If not, then we have just as much an obligation to address challenges that men uniquely face as we have to women for the same.
So the only way your objection carries any weight is if men (even white men) are not discriminated against at all, ever, at any level of our society. Do you actually believe that to be the case? If so, then I suggest you do some reading.
If not, then we have just as much an obligation to address challenges that men uniquely face as we have to women for the same.
I don't think trying to eliminate policies that discriminate against men is denying that men have privileges. Simply because one group suffers from discrimination more than another shouldn't be a justification to turn around and discriminate the latter. I am Hispanic myself, and I would cringe just as hard at a "Latinx only" sign as I would a "Whites only" one.
You make a fair point. I don't mean to imply discrimination is appropriate in any context, just that groups in power can sometimes frame threats to their privilege as examples of discrimination as a way to resist change [0].
[0] In the Name of Equal Rights: “Special” Rights and the Politics of Resentment in Post–Civil Rights America https://onlinelibrary.wiley.com/doi/abs/10.1111/j.1540-5893....
[0] In the Name of Equal Rights: “Special” Rights and the Politics of Resentment in Post–Civil Rights America https://onlinelibrary.wiley.com/doi/abs/10.1111/j.1540-5893....

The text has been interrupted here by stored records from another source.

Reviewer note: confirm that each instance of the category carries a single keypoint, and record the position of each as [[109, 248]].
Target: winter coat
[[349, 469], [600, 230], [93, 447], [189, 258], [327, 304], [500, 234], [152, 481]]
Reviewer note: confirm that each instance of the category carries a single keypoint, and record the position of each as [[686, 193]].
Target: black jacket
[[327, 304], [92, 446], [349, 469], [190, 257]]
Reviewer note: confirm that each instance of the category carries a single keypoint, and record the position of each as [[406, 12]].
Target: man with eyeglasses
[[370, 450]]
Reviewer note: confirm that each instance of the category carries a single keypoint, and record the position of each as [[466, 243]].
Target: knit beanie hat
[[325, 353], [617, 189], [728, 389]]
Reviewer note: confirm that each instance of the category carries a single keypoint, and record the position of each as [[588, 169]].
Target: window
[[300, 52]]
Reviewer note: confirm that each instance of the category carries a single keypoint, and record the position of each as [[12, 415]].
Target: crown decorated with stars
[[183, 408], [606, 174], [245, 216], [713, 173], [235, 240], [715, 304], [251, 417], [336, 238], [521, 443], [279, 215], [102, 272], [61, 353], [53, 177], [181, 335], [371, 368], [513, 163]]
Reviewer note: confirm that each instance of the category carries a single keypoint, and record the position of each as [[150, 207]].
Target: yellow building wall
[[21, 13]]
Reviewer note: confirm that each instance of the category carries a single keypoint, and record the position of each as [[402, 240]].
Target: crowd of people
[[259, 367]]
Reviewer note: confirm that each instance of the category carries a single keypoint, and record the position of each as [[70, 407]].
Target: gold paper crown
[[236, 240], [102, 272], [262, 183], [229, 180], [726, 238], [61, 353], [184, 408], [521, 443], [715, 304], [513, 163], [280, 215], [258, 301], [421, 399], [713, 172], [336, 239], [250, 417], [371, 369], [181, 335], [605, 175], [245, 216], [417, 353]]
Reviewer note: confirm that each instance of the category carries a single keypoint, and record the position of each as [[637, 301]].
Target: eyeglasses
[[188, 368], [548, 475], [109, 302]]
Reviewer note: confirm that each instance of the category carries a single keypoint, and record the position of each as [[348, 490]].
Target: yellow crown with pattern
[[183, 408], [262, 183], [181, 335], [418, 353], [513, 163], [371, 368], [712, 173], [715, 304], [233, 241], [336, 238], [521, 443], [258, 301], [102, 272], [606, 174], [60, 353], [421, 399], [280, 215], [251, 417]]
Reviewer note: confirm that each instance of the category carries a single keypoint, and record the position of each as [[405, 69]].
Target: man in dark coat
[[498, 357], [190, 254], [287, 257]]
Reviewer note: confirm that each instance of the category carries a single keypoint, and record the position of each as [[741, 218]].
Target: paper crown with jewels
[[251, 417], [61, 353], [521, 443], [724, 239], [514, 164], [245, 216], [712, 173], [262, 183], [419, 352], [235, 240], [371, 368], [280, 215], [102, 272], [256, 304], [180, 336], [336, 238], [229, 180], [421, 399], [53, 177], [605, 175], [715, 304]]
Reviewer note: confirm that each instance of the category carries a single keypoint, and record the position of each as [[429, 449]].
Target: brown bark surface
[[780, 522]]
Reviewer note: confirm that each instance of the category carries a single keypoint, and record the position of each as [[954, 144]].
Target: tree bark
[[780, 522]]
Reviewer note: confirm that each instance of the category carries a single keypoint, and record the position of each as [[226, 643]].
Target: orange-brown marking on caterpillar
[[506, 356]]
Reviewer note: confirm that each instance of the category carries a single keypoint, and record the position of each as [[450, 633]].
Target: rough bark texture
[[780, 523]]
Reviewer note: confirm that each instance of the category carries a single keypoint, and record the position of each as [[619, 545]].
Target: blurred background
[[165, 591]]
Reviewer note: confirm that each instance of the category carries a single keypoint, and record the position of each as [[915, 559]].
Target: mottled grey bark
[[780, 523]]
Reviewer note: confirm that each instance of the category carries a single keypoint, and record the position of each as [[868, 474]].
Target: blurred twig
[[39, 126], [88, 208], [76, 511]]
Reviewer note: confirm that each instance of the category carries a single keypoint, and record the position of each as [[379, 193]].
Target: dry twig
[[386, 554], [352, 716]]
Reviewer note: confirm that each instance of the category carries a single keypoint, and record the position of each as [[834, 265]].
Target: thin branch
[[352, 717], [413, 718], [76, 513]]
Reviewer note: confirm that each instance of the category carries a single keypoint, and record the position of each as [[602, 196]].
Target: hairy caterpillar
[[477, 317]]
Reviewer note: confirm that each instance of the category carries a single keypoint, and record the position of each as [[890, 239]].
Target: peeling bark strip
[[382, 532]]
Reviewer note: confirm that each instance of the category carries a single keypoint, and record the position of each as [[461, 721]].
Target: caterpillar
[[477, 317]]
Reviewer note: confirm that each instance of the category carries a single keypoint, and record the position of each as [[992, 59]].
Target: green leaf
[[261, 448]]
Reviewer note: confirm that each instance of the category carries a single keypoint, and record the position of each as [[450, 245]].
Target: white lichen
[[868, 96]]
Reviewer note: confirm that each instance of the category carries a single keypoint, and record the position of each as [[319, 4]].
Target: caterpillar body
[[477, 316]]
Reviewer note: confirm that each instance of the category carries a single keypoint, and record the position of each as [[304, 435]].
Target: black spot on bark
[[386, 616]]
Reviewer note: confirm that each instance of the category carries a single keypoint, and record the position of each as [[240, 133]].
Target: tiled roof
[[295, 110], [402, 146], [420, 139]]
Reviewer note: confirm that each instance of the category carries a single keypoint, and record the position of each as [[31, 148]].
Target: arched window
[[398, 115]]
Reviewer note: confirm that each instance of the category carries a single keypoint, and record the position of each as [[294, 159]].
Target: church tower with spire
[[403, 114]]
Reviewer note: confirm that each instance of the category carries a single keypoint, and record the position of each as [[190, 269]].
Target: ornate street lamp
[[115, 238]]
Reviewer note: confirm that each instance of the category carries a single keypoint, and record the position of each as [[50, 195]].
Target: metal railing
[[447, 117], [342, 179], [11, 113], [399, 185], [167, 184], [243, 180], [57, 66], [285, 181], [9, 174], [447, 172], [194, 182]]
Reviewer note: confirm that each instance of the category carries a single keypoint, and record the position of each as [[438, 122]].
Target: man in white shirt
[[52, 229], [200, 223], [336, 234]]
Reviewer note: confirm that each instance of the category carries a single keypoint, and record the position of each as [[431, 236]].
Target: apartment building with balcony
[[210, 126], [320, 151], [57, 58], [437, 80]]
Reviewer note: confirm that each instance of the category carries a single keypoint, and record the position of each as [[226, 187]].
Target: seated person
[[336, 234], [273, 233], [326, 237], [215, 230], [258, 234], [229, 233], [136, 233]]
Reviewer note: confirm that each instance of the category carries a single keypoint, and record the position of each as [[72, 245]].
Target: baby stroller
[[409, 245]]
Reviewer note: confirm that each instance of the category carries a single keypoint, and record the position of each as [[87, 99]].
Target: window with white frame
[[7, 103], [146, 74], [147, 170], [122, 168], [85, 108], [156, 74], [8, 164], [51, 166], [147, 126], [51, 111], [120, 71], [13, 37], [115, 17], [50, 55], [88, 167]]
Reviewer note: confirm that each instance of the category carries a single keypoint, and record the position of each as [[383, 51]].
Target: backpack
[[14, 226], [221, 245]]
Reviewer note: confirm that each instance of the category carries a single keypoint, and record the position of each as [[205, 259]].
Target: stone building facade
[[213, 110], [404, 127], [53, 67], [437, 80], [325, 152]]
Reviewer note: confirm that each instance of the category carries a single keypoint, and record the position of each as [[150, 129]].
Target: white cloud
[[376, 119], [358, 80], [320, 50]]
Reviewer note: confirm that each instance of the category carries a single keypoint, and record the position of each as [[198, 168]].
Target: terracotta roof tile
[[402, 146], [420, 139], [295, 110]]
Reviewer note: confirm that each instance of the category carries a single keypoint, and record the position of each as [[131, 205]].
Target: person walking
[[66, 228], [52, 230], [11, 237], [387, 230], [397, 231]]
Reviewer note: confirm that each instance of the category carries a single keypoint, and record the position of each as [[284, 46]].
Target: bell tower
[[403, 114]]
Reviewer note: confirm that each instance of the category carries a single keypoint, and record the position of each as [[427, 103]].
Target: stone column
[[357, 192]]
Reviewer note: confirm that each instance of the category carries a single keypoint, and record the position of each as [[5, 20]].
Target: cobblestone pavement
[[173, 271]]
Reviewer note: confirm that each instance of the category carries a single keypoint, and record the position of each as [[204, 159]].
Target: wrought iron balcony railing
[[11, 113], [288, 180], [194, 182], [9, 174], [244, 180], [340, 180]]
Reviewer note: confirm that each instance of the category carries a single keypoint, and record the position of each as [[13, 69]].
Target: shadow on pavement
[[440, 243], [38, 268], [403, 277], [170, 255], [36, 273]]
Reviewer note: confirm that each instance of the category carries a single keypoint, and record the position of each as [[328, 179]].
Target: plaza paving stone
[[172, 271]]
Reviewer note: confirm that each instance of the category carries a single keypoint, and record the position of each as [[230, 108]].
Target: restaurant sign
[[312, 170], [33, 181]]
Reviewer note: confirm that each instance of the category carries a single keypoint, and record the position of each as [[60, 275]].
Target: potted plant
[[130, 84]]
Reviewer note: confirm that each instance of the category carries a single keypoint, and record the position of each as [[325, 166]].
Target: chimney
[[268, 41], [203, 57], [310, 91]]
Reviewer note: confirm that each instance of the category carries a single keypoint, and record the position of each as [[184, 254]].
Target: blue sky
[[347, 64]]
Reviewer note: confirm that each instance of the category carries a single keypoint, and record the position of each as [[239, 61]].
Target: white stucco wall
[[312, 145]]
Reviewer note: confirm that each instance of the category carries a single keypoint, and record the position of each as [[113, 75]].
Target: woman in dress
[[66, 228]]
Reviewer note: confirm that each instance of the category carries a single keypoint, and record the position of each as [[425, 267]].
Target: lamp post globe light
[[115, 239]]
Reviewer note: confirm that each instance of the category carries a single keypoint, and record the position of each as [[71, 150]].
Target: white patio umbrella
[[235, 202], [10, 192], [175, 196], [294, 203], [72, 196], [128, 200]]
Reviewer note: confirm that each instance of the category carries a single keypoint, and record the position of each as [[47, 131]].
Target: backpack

But this is clearly not even remotely the case in this story. All of the defendants covered in the story had explicitly discriminatory policies. What motivated you to write that groups seeking to eliminate inequalities that harm men "mostly seem to be a reaction against attempts to address institutionalized misogyny" in response to this story? Why did you feel this was remotely relevant to bring up in response to explicit discrimination?
Ultimately I think a lot of the hostility towards men's rights is counterproductive for people that want gender equality. This hostility had made a lot of people believe that feminism only purports to strive for equality and in reality only strives to advance the interests of women, often at the expense of men (as opposed to the real definition of feminism, which is gender equality for all).
Your logic is "white men have some privileges, therefore white men have absolutely no prejudice against them and absolutely no problems in society". This is sexist, racist, bad logic.